Peter Grimes, starring Stuart Skelton as the eponymous fisherman (Picture: Robert Workman)
Peter Grimes, starring Stuart Skelton as the eponymous fisherman (Picture: Robert Workman)

There are several reasons to catch this revival of Peter Grimes.

Chief among them is the blistering performance of Stuart Skelton as the titular fisherman suspected of killing his young apprentices.

Skelton’s lustrous voice combines beauty and power, and his upper register is full of money-note thrills. However, it’s the risks he takes that push his interpretation into the realm of greatness.

When he sings the opening of the mystical soliloquy Now The Great Bear And Pleiades on the quietest sustained E imaginable – a real tightrope feat of breath control – it draws his characterisation of Grimes to new levels of vulnerability and loneliness.
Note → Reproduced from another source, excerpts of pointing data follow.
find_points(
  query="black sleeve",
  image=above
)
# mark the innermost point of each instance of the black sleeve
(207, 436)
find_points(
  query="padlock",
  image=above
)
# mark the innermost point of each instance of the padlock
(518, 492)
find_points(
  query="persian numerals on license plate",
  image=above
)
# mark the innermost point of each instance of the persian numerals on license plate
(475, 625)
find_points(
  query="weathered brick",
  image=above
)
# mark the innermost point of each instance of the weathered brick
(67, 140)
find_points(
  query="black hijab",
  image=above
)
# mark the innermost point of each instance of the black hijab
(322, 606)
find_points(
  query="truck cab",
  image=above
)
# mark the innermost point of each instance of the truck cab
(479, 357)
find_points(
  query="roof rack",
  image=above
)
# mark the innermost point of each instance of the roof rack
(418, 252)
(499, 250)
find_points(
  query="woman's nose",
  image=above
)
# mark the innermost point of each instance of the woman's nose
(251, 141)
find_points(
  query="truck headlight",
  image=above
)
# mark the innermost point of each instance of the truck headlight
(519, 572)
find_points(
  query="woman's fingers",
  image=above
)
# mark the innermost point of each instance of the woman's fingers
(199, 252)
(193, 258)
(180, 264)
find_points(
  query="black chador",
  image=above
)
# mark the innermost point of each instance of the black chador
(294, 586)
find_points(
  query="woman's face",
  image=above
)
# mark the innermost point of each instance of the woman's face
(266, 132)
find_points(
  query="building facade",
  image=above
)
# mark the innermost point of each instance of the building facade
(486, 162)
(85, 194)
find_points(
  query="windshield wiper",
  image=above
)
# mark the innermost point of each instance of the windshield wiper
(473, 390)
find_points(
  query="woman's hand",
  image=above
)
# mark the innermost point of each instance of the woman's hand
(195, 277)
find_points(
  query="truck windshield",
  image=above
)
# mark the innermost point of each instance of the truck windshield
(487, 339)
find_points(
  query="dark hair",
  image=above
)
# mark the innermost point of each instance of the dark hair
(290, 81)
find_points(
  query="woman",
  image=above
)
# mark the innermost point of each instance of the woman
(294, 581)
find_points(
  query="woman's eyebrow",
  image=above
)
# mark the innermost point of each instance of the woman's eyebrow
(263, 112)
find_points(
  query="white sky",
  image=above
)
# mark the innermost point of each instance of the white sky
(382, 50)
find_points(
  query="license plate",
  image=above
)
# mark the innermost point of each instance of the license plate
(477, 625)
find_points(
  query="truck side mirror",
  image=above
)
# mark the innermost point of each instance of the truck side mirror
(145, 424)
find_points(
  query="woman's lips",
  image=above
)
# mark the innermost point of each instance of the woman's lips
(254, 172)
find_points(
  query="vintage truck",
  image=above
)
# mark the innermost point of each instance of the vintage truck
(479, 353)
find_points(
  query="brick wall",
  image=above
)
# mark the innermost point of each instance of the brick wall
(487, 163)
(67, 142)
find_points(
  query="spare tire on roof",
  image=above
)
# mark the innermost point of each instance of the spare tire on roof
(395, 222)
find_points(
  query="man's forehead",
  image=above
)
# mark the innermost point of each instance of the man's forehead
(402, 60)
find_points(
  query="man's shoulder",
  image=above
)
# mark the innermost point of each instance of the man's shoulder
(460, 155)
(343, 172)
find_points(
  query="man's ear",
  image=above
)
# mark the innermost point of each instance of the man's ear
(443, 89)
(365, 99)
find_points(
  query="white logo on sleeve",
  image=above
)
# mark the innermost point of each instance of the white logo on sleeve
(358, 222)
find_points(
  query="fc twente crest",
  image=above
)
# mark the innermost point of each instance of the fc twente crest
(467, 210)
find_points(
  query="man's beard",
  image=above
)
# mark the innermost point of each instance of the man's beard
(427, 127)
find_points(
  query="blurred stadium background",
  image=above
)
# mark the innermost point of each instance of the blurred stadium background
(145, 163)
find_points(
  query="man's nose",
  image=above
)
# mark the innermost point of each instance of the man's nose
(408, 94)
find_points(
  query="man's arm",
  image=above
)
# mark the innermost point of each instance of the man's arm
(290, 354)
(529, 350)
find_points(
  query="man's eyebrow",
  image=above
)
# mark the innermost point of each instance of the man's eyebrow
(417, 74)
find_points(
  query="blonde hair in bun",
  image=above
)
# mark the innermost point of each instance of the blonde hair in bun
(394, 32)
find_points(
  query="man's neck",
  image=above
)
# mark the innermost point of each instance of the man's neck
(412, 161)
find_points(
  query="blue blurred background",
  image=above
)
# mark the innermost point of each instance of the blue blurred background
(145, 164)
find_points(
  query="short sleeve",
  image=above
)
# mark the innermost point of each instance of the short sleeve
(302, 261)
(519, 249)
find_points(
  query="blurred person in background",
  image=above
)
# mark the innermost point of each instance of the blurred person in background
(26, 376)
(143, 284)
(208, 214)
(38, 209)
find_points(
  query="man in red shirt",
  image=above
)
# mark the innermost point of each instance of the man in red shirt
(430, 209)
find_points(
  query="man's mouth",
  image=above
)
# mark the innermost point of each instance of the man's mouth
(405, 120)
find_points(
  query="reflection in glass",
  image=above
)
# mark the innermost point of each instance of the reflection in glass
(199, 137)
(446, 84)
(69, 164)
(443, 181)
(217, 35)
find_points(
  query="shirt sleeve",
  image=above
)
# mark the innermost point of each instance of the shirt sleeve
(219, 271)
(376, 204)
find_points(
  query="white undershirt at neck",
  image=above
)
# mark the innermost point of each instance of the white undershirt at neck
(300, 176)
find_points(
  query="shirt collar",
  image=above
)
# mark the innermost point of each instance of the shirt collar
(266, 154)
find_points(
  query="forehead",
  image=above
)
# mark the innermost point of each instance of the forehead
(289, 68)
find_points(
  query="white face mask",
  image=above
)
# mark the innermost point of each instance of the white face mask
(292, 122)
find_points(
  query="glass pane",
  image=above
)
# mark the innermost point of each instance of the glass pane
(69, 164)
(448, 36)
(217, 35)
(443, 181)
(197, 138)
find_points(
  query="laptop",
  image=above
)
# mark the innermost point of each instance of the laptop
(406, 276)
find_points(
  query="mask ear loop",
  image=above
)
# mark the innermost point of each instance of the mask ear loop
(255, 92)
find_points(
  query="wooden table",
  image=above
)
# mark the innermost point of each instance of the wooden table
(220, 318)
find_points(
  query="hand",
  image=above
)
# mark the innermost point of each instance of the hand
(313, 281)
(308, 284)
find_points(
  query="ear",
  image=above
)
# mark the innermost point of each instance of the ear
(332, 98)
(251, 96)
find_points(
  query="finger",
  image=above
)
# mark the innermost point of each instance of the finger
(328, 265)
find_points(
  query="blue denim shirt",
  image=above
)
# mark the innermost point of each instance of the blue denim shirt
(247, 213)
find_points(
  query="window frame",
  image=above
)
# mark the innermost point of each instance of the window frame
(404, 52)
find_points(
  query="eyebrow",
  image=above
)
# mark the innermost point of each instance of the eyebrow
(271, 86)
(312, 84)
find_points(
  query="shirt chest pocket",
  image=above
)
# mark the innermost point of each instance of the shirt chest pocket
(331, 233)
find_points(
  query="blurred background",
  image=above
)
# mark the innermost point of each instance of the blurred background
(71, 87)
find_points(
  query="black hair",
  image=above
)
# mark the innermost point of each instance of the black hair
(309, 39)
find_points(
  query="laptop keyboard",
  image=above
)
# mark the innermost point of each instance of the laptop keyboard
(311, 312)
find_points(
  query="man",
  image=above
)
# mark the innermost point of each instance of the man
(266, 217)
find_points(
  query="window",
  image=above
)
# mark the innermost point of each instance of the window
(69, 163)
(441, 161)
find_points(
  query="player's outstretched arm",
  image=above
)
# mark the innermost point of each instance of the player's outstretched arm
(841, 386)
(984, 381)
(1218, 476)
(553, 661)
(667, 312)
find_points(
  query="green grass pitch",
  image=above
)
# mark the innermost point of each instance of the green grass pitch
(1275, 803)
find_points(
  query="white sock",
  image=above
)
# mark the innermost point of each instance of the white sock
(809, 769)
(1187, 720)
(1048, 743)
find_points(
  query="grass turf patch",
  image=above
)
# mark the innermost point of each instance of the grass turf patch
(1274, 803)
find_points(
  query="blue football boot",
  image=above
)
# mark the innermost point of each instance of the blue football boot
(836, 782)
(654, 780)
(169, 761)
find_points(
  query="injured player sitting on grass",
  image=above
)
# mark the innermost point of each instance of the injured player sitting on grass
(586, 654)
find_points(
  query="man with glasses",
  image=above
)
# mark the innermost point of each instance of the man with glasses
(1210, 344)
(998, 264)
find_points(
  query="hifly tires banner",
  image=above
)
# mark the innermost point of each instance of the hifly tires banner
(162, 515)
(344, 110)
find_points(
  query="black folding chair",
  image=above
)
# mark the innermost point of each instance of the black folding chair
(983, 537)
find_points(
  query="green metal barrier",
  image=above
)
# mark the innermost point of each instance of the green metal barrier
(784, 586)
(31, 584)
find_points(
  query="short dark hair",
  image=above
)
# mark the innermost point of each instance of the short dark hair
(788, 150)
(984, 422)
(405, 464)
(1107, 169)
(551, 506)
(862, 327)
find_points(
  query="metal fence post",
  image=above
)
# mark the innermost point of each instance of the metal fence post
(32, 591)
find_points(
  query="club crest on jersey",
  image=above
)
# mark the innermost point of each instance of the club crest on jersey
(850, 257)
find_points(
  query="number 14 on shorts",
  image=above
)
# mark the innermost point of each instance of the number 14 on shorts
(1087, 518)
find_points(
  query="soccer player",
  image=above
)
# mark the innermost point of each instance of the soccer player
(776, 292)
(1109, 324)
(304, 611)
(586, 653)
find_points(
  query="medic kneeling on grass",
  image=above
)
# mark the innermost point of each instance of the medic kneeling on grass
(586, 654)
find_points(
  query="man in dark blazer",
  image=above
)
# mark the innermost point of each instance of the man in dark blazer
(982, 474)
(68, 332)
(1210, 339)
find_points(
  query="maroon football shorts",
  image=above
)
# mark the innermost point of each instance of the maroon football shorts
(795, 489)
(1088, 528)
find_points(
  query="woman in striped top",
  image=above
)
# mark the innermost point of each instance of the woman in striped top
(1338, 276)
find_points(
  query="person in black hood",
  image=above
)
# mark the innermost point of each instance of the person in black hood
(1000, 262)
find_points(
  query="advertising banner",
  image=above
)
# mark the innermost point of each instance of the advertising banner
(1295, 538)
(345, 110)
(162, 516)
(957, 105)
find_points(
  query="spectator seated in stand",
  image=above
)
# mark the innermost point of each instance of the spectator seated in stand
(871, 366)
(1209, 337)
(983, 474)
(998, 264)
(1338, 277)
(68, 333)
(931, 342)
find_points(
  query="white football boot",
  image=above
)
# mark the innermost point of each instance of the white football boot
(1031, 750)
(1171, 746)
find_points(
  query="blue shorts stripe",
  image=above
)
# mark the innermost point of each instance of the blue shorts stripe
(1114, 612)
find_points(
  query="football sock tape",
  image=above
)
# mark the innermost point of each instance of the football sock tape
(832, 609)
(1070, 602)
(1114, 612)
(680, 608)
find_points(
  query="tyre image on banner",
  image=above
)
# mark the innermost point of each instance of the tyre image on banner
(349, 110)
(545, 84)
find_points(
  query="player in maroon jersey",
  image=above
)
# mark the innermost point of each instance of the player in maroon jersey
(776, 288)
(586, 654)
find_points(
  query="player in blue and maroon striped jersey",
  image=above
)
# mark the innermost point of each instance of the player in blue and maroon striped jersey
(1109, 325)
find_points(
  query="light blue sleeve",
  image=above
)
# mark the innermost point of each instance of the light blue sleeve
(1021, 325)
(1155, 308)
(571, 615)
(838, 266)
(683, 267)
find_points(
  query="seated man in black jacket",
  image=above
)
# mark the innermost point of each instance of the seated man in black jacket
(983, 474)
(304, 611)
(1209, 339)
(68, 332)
David Alden’s expressionistic production, which places the action in the 1940s, feels tighter than it did in 2009, too. The stylised, angular gestures are sharper and the details more nuanced.

However, certain elements don’t work – for example, why is a butch, metropolitan lesbian running a seaside tavern? – and Alden’s efforts to satirise the hypocrisy of Grimes’s neighbours sometimes feel strained.

Musically, however, it’s hard to fault. Elza van den Heever is vocally and dramatically knockout as Grime’s friend Ellen and Iain Paterson gives a towering performance as the tough-love naval officer Balstrode.

In a terrific supporting ensemble, Dame Felicity Palmer stands out as a piece of luxury casting in the pivotal role of Mrs Sedley. With Edward Gardner’s white-knuckle conducting and the chorus on top form, it adds up to a show with a punch.